Thank yous again. I can finally pursue passion with some possible vehicles now!
I'll continue to add deliberate slip-ups to entertain.
An innocent facade over some kinky sleaze really turns up my dial.
Drivebye.
doodled
XD
Hanging by a thread- in perpetuum.
Pushing the Envelope- rehashed.
Not ever gonna regret today.
Or now.
Amaranthine.
doodled
XD
Thankful, thankful, thankful, thankful, thankful, thankful, thankful, Thankful, THANKFUL.
Never before in my entire life has every planned appointment fit so snug and perfect in timing and schedule. As today! Lifted out of a mindtrap. Into what I trusted would be thrusted into my hands if I held on. Climbs bring to us summits.
I should relax my perceptors, and receive as a child. Complicating any receipts obstructs real experience. By this I mean to stop intellectualizing everything and start to trust the other senses as reliable sources of input also, of course in balance. Acceptance, need you big time!

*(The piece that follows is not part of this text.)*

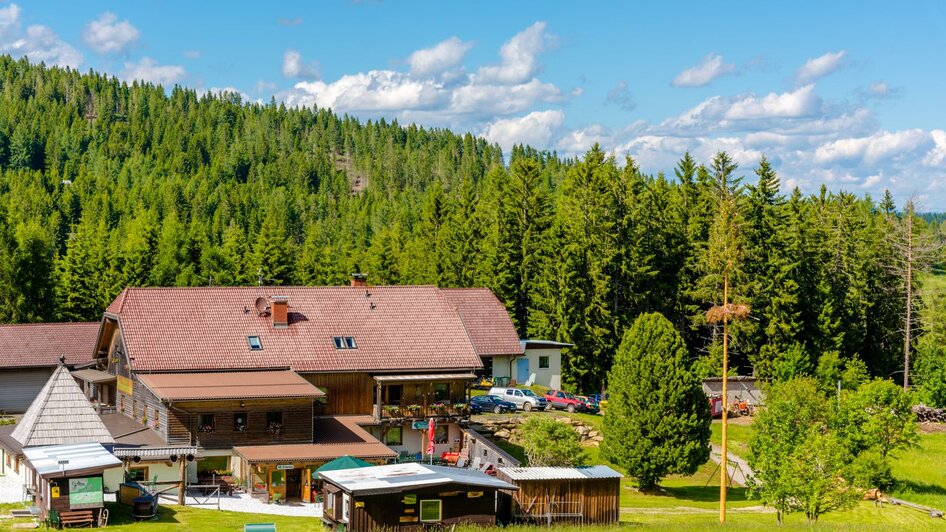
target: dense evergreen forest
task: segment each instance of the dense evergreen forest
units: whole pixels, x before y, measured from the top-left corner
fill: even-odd
[[[779,190],[764,159],[687,155],[668,176],[597,146],[504,160],[470,134],[0,58],[5,322],[95,320],[125,286],[363,271],[492,288],[523,336],[575,344],[566,382],[593,390],[642,312],[671,320],[701,373],[718,371],[704,313],[721,302],[722,260],[752,309],[733,327],[741,373],[902,369],[897,206]]]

Thank You GOD. What grace.
I WILL REMEMBER TODAY.
Now snap out of this indulgence.
doodled
XD
Saturday, April 01, 2006
1:17 pm
Hold on...keep on holdin' on..
The strain.
What's wrong with contemplating everything?
This pneumatic drill boring into my skull.
JARRING DRONE.
KEEP ME HOLDING ON.
Solid ground to step on..where!?
No pain, no gain.
Losing sight of any legitimate reason to turn.
Yet I feel like I'm punching the air.
Bu I'm not gonna see this fail once again.